Maria Gaetana Agnesi 1718-1799, Italy

was an Italian mathematician and philosopher. She is credited with writing the first book discussing both differential and integral calculus and was an honorary member of the faculty at the University of Bologna.[2] She devoted the last four decades of her life to studying theology (especially patristics) and to serving the poor.

Maria was recognized as a child prodigy very early; she could speak both Italian and French at five years of age. By her eleventh birthday she had

acquired Greek, Hebrew, Spanish, German, and Latin in addition to French and Italian, and was referred to as the "Seven-Tongued Orator".[6] When she was nine years old, she composed and delivered an hour-long speech in Latin to some of the most distinguished intellectuals of the day. The subject was women’s right to be educated. By fourteen, she was studying ballistics and geometry.[6] When she was fifteen, her father began to regularly gather in his house a circle of the most learned men in Bologna.

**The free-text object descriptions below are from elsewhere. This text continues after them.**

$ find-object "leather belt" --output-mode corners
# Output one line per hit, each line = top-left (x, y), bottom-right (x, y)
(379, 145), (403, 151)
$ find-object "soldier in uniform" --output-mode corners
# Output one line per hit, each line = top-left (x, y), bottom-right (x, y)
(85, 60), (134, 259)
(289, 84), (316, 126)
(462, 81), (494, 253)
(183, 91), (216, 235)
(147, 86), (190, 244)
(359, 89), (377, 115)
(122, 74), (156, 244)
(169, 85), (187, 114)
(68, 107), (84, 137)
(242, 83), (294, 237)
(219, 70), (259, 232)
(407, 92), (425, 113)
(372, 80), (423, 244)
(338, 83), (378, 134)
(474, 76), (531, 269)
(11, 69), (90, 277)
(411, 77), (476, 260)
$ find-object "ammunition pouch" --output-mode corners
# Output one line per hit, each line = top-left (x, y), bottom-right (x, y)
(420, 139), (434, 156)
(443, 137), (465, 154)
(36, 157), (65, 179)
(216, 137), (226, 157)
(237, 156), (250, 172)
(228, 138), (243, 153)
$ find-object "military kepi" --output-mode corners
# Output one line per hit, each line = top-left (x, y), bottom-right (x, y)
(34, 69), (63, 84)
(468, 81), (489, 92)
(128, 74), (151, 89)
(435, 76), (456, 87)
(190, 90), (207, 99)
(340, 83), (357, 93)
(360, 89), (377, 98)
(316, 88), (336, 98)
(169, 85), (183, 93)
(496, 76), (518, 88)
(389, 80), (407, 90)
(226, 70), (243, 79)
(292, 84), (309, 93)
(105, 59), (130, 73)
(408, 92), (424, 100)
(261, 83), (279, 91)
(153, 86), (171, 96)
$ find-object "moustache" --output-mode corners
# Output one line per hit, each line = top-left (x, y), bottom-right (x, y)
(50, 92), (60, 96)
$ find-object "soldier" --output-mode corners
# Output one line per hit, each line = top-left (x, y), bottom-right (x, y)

Her father remarried twice after Maria’s mother died, and Maria Agnesi ended up the eldest of 23 children, including her half-siblings. In addition to her performances and lessons, her responsibility was to teach her siblings. This task kept her from her own goal of entering a convent. Although her father refused to grant this wish, he agreed to let her live from that time on in an almost conventual semi-retirement, avoiding all interactions with society and devoting herself entirely to the study of mathematics.[6]

During that time, Maria studied both differential and integral calculus. Fellow philosophers thought she was extremely beautiful and her family was recognized as one of the wealthiest in Milan. Maria became a professor at the University of Bologna.

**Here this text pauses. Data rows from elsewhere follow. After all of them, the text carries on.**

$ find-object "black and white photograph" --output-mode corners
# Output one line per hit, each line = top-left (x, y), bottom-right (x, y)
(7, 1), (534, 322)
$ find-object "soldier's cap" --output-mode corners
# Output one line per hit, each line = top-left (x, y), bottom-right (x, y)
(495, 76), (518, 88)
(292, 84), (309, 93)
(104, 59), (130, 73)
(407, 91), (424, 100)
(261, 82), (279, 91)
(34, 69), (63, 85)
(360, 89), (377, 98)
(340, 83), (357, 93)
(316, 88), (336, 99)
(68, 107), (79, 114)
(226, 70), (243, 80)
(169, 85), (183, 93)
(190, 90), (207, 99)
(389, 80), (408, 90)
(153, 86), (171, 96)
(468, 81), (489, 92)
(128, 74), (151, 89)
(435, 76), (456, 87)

The most valuable result of her labours was the Instituzioni analitiche ad uso della gioventù italiana, which was published in Milan in 1748 and "was regarded as the best introduction extant to the works of Euler." [7] In the work, she worked on integrating mathematical analysis with algebra,[6] with an analysis of finite quantities followed by the analysis of infinitesimals. It was in French translation 1775, English translation 1801.[8] The work was dedicated to Empress Maria Theresa, who thanked Agnesi with the gift of a diamond ring, a personal letter, and a diamond and crystal case. Many others praised her work, including Pope Benedict XIV, who wrote her a complimentary letter and sent her a gold wreath and a gold medal.[6]

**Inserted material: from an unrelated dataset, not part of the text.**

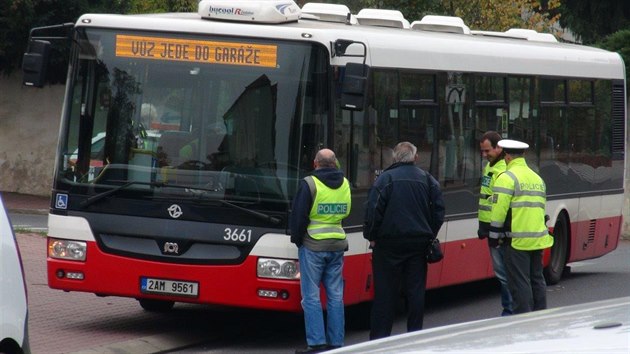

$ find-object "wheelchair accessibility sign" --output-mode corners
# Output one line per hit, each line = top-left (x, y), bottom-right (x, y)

In 1750, on the illness of her father, she was appointed by Pope Benedict XIV to the chair of mathematics and natural philosophy and physics at Bologna, though she never served.[6] She was the second woman ever to be granted professorship at a university, Laura Bassi being the first.[12] After the death of her father in 1752 she carried out a long-cherished purpose by giving herself to the study of theology, and especially of the Fathers and devoted herself to the poor, homeless, and sick, giving away the gifts she had received and begging for money to continue her work with the poor. In 1783, she founded and became the director of the Opera Pia Trivulzi, a home for Milan’s elderly, where she lived as the nuns of the institution did.[6] Asteroid 16765 Agnesi (1996) is named for her.